Old 07-07-2010, 10:46   #38
Adli Tip

 
Varsayılan

Avukatlara danışanlar danışma ücreti vermeye pek yanaşmıyorlar.

Avukatlar da bir sebeple bu ücreti isteyemiyorlar... (İsteyip de alamayanlardan çok; istemeyenlere, isteyemenlere rastladım ben hep.)

"Bu ücret daha düşük olursa, danışma ücreti alanların, alabilenlerin sayısı artar mı?" Bence cevabı bulunması gereken soru budur.

Cevap "kesinlikle evet" ise, Cengiz Beyin önerisine de evet demek gerekir.

Ben sorunun ücretin miktarıyla ilgili olduğundan emin değilim. Ama ücretin düşürülmesinin bu kültürün değişmesine sebep olabileceğini düşünüyorum.

Tarifedeki ASGARİ danışma üçretinin düşürülmesinden kim ne kaydebedilir ki? Bu sebeple denenebilir.
Old 07-07-2010, 13:39   #39
Av.Suat Ergin

 
Varsayılan

Alıntı:
Yazan Av. Can DOĞANEL
AVUKATLIK KANUNU Avukatlığa herkes bu yemin ile başlar.

Bazı mesajlarda (yalnızca bu forumda değil) danışma ücretinin alınmadığı açıkça veya üstü örtülü biçimde ifade edilmektedir.

Ücretsiz iş yapılamayacağı, tarifenin altında ücret alınamayacağı da anılan kurallar arasındadır.
Ettiği yemine sadadat göstermeyen insan, insan değildir.
Ettiği yemine sadakat göstermeyen Avukat, Avukat değildir.
Avukat olmayanların Avukatlık mesleği ile ilgili söz söylemeye hakkı yoktur.

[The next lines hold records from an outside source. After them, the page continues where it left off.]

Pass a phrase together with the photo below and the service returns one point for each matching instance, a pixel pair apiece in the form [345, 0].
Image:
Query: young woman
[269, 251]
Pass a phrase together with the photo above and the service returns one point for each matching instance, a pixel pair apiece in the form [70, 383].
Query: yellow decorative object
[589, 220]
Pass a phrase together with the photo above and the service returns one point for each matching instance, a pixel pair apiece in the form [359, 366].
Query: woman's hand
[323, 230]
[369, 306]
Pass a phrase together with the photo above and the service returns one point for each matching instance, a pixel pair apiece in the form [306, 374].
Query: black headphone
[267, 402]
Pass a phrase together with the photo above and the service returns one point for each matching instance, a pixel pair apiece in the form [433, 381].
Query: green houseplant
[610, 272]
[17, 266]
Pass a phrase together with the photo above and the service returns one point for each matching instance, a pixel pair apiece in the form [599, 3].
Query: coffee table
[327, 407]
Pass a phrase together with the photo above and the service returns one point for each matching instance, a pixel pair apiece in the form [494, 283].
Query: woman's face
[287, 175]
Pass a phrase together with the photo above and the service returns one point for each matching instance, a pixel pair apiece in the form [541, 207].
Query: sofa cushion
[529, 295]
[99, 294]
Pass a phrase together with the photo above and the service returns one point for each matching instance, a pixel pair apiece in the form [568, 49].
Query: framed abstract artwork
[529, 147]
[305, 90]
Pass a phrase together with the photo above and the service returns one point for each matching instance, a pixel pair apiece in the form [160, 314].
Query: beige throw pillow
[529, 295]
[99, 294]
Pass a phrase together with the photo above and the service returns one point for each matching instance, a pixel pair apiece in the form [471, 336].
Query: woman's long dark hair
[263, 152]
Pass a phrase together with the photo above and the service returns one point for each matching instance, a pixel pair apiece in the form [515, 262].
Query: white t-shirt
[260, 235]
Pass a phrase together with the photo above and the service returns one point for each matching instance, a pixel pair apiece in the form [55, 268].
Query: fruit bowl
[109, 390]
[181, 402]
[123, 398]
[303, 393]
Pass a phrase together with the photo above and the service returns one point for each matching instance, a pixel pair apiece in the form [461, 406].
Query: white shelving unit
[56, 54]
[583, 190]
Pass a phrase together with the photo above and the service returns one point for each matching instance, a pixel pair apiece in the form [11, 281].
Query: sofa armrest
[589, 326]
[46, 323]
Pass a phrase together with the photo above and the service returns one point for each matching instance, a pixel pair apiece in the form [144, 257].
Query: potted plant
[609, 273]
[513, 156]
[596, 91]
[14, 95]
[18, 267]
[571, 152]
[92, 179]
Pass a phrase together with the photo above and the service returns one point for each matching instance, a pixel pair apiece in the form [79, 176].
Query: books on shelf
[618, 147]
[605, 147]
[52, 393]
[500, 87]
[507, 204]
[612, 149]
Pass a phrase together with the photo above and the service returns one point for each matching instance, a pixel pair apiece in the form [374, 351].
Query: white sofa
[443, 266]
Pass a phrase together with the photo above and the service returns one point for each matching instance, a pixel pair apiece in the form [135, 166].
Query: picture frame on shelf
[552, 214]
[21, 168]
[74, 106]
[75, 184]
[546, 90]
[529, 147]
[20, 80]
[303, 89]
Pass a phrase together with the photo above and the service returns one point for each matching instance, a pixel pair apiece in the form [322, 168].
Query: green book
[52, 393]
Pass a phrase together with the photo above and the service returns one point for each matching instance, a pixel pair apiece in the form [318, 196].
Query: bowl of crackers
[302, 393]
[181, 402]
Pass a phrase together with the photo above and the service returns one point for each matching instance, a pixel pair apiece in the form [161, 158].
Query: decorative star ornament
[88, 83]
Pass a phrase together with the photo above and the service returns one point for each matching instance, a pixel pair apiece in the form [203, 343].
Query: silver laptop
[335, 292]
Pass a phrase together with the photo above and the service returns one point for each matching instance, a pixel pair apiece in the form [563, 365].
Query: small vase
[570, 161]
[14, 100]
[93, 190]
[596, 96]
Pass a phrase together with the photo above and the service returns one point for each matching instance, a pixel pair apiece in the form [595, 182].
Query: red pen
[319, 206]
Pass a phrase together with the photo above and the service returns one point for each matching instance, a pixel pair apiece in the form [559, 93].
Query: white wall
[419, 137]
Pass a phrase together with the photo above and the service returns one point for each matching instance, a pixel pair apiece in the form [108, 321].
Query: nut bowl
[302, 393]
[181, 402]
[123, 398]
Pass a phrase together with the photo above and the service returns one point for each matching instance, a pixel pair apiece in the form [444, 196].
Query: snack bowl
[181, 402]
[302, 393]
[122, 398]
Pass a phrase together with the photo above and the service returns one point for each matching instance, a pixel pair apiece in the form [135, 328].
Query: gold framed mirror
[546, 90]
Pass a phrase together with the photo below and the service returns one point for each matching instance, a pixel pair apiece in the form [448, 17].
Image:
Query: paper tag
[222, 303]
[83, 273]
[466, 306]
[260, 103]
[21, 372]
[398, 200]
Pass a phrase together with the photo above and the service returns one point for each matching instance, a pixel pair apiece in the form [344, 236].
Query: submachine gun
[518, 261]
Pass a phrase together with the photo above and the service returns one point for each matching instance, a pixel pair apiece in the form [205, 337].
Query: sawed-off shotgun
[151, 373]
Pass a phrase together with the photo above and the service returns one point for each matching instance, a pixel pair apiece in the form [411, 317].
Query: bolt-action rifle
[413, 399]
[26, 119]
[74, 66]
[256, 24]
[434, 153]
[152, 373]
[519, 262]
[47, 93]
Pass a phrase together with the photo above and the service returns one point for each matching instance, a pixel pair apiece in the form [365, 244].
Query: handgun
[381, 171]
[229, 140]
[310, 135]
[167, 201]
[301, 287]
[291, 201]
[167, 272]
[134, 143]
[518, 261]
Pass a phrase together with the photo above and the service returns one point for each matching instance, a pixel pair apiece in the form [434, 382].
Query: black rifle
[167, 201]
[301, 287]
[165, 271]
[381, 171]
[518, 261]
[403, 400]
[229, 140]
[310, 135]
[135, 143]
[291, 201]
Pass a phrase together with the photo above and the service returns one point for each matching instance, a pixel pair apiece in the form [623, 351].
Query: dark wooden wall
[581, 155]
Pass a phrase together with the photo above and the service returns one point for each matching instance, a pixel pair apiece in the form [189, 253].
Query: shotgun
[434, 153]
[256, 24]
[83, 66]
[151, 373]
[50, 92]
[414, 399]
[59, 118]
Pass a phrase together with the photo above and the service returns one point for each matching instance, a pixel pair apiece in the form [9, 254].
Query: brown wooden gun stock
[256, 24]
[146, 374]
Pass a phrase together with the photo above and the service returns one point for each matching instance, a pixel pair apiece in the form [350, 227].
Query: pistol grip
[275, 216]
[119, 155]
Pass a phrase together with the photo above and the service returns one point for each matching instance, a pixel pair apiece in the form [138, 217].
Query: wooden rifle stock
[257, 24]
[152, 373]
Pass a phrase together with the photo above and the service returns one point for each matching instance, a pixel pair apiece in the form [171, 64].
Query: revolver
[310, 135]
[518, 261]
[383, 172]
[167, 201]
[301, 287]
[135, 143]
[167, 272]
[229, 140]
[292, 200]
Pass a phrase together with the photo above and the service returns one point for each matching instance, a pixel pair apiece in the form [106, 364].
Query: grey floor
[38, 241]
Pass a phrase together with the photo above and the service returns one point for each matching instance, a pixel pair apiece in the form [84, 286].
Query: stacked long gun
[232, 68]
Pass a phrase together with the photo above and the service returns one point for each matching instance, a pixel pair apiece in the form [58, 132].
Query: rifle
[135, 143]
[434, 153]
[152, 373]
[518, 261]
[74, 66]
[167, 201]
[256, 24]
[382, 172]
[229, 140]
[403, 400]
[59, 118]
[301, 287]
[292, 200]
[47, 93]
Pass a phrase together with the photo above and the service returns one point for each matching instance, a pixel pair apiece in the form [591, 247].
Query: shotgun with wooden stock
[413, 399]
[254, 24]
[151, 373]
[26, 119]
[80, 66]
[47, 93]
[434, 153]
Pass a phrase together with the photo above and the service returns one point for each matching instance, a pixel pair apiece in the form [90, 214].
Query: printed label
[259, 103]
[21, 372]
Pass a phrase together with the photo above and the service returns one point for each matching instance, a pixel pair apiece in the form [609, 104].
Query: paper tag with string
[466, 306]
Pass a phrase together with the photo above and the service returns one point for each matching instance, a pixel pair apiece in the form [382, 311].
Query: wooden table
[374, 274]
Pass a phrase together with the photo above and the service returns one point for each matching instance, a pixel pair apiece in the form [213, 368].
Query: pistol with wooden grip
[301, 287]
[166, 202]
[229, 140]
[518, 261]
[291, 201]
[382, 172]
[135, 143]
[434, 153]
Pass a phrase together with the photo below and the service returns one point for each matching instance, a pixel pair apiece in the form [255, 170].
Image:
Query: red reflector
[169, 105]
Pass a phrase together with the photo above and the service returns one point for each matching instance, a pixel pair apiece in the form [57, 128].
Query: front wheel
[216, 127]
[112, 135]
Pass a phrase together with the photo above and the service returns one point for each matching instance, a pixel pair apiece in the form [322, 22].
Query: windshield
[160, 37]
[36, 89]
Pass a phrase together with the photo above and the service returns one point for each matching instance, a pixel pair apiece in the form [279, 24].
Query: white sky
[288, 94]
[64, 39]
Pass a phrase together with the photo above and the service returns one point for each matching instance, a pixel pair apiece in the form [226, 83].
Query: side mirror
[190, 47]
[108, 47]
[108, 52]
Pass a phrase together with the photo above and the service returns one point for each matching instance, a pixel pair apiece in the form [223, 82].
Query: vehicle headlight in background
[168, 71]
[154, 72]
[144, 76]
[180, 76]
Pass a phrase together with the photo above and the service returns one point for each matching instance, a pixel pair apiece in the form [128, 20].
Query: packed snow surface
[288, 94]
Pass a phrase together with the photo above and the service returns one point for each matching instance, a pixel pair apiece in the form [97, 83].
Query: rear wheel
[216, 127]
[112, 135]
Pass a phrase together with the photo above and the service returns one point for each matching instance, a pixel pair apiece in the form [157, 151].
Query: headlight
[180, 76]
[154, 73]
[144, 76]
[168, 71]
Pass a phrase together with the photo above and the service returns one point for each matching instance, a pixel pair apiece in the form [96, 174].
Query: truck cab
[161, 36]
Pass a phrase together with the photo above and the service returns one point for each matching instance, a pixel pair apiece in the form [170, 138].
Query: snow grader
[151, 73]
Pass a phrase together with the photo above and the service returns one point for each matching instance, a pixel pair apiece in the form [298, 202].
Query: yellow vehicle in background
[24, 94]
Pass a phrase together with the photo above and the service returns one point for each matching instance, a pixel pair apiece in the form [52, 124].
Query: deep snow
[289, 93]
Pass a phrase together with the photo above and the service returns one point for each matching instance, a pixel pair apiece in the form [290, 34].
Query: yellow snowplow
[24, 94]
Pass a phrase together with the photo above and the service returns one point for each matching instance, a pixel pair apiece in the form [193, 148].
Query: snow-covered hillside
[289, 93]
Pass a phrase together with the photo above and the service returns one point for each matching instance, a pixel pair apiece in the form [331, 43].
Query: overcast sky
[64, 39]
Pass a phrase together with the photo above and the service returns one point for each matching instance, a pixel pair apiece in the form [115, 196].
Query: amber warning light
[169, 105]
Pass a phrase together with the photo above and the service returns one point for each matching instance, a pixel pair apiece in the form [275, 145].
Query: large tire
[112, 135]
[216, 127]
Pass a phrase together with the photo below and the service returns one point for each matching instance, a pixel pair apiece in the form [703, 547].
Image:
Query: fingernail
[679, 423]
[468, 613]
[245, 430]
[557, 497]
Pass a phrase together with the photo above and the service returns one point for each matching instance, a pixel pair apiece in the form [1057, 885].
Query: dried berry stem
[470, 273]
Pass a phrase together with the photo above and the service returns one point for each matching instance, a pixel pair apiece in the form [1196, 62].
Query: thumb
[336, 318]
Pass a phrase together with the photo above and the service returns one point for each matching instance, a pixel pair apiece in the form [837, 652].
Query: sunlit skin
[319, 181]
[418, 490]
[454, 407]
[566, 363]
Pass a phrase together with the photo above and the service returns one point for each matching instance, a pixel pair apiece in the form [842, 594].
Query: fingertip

Size ve Sayın Cengiz Aladağ'a soruyorum:

Mesleğin başından itibaren bugüne kadar (Akrabalarınız ve onların gönderdikleri dahil) tüm danışanlardan "danışma ücreti" aldınız mı?
Old 07-07-2010, 14:43   #40
Av. Can DOĞANEL

 
Varsayılan

Benim bu konuda çözümüm şudur. Vekaletname gelmeden kesinlikle ağzımı açmam. Yani sorununu anlatır, dinlerim, not alırım ama hiçbir biçimde şu mahkemeye şu davayı açacağız, şunları şunları delil göstereceğiz, işin olacak demem. Ücret vermek istemiyorsa, işinin olup olmayacağını bile söylemem. Zaten vekaletname getirse de davayı açmadan bu kadar teknik bilgiyi vermem. Israrla soruyorsa ücreti hatırlatırım ya öder ya da (çoğunlukla) ısrarı hemen yok olur. Dava açıldıktan sonra gidişat hakkında verilen bilgiler danışma kapsamına girmez diye düşünüyorum.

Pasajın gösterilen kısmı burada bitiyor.